Our study has demonstrated that phase I trial patients are able to complete the full PRO‐CTCAE at multiple time points. Patient and clinician perspectives of adverse symptoms that occur in clinical trials can provide complementary information that together may better define the toxicity profile [12]. Patients may view tolerability differently than clinicians [3]. Integration of PROs into clinical care can improve patients’ quality of life, reduce emergency department admissions, and lead to improved survival [13], [14]. International regulatory agencies acknowledge the value of incorporating the patient experience into regulatory decision‐making [15].

The PRO‐CTCAE is considered a promising tool to assess patient‐reported symptomatic AEs [16]. Considerable heterogeneity exists in the selection of PRO‐CTCAE AEs administered in previous studies [4], [5], [6], [7], [8]. The choice of symptomatic AEs for active monitoring in clinical trials is based upon pretrial information, mechanism of action, and AEs seen in similar classes of agents. However, by the very nature of clinical trials, in which experimental agents are being evaluated, unexpected adverse events can occur that are not predicted by previous data. Thus, subtle treatment effects may be missed.

Use of the entire PRO‐CTCAE item library has been previously avoided in large cancer trials because of concerns regarding patient burden and low adherence. Our data, though preliminary, show that patients are willing and able to complete the full item library at three time points. Previous studies showed comparable adherence rates on consecutive visits regardless of the number of symptomatic AEs assessed, which supports our findings [4], [5], [6], [8], [9]. Capturing all patient‐reported outcomes provides a more complete description of the patient experience and provides a systematic approach to identify treatment‐emergent symptomatic events.

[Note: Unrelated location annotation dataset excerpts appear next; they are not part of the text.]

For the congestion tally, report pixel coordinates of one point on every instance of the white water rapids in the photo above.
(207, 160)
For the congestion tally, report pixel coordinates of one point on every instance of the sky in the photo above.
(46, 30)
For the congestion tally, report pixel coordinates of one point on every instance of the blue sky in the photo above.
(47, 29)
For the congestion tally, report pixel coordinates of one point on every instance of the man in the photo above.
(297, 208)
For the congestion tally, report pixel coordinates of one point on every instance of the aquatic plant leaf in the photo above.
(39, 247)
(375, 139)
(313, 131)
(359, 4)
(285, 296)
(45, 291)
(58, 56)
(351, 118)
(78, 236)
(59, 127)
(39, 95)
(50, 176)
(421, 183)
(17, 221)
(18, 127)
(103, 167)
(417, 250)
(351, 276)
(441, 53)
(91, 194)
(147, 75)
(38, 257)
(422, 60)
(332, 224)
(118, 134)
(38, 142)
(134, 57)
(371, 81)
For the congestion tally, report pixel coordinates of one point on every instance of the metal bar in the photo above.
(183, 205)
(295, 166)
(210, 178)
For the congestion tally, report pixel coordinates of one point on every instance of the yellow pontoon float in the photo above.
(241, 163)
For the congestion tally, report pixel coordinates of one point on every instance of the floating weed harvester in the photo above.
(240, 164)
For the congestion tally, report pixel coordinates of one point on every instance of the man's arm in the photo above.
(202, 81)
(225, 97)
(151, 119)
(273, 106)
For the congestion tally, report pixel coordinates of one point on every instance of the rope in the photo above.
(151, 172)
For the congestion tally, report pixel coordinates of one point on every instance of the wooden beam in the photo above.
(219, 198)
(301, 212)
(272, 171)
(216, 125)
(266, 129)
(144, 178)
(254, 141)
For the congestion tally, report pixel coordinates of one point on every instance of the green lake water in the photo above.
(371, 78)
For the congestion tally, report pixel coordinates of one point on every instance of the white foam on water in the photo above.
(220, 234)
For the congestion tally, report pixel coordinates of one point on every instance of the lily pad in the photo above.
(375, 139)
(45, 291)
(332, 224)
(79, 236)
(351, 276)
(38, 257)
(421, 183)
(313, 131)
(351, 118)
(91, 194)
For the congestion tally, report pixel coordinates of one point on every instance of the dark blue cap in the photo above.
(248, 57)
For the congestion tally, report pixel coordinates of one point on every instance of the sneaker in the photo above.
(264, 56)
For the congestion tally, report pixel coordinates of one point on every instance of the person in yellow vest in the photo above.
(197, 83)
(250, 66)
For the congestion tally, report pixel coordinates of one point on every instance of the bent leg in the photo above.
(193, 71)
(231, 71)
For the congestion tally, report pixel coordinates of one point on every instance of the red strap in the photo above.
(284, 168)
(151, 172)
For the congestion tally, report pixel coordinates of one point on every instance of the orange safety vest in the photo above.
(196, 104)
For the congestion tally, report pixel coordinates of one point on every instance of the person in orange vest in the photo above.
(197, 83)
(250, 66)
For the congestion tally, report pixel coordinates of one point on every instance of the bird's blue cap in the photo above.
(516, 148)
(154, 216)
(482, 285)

The main limitation of this study is the small, highly selected patient population. Participants in phase I programs have better performance status and fewer comorbidities and are highly motivated to participate in clinical trials. Data on survey completion times were not recorded, and formal debriefing interviews were not conducted, which would have confirmed initial feasibility. The adherence of “real‐world” patients with cancer to reporting the complete PRO‐CTCAE item library is unknown and should be assessed. Adherence to PRO‐CTCAE assessments may have been enhanced by the presence of a dedicated research assistant and a user‐friendly tablet application. Adherence for more than three visits is unknown.

Conclusion

The adherence of patients with cancer in a phase I clinical trials setting to reporting the complete PRO‐CTCAE item library on consecutive visits was high and comparable to previous reports of selected symptomatic AEs. Future phase I trials of experimental therapies or agents with a high risk of unexpected side effects that incorporate the PRO‐CTCAE should consider using this unselected approach.

Disclosures

The authors indicated no financial relationships.